Uma breve discussão filosófica. Somos todos atormentados pela ideia da solidão, não somos? Certo.

Almoçar sozinho, ir ao cinema sozinho, viajar sozinho: estes são alguns dos nossos pesadelos de todos os dias. A solidão é um anátema, um estigma, quase uma marca cravada na carne do solitário.

Mas por quê? Bem, uma das razões é que a solidão é tratada a pontapés em todos os filmes, em todas as novelas e em todas as conversas que vemos e travamos.

Ninguém basta a si próprio. Essa a mensagem contínua que recebemos.

DEPENDÊNCIA DOS OUTROS

Faz sentido? Não, não faz. Isso nos leva a depender sempre dos outros para sermos felizes.

Cícero disse o seguinte: “Quem depende apenas de si mesmo e em si mesmo coloca tudo tem todas as condições de ser feliz.”

Muito tempo depois, Dostoievski escreveu que ficar sozinho é uma “necessidade natural, como dormir e comer”.

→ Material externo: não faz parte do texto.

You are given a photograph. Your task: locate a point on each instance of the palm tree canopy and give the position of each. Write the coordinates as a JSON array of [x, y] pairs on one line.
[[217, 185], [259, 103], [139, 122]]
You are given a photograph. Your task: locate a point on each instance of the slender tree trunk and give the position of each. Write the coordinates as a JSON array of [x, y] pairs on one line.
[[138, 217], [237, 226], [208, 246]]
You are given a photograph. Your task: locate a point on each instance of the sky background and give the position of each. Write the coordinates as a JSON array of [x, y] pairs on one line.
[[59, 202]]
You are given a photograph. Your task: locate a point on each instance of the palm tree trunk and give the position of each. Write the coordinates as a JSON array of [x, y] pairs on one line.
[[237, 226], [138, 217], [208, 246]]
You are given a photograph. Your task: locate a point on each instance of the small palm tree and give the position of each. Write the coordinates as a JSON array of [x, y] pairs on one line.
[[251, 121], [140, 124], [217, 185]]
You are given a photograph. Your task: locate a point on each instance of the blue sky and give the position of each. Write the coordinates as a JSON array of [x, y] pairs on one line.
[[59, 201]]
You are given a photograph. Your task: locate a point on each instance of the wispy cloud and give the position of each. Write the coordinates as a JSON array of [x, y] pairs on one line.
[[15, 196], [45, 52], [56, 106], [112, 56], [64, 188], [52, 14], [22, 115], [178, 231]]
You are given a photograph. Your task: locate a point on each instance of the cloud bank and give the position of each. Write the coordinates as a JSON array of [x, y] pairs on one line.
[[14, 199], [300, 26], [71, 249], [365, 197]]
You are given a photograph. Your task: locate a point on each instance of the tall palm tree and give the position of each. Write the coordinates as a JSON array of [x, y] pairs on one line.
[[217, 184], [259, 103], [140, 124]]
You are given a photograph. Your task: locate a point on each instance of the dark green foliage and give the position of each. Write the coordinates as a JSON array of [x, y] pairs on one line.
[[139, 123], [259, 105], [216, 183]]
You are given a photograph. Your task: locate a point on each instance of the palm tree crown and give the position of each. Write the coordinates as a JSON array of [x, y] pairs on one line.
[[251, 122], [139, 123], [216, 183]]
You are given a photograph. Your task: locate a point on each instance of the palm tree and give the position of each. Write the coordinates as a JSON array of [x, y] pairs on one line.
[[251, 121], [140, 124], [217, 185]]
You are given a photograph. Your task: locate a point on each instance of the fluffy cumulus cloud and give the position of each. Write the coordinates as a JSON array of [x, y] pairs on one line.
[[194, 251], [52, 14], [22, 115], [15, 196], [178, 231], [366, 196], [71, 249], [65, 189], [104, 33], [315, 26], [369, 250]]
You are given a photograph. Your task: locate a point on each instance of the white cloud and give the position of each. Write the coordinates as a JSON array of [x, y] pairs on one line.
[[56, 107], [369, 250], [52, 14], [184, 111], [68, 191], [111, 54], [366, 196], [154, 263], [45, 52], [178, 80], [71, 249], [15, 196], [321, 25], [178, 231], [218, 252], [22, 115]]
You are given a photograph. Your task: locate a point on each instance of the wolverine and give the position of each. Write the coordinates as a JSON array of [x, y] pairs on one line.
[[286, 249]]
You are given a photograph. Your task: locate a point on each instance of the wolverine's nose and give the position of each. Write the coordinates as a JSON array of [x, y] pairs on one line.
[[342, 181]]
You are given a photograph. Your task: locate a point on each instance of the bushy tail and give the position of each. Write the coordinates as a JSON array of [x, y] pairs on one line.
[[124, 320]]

Schopenhauer disse que as pessoas não suportam a solidão porque não suportam a si mesmas.

A MENSAGEM DE BELEZA AMERICANA

Os chineses ricos, no final da vida, costumavam abandonar toda a riqueza e conforto para, numa vida solitária e remota, terem a chance de meditar e refletir.

Uma única vez vi, num filme, uma mensagem sábia sobre o tema. Foi em Beleza Americana.

A menina adolescente presencia uma briga horrível entre os pais num jantar. Fica chocada e vai para o seu quarto, onde a mãe depois aparece e diz: “Hoje você aprendeu a maior das lições. Conte apenas com você mesma.”

Platão não teria dito uma frase melhor.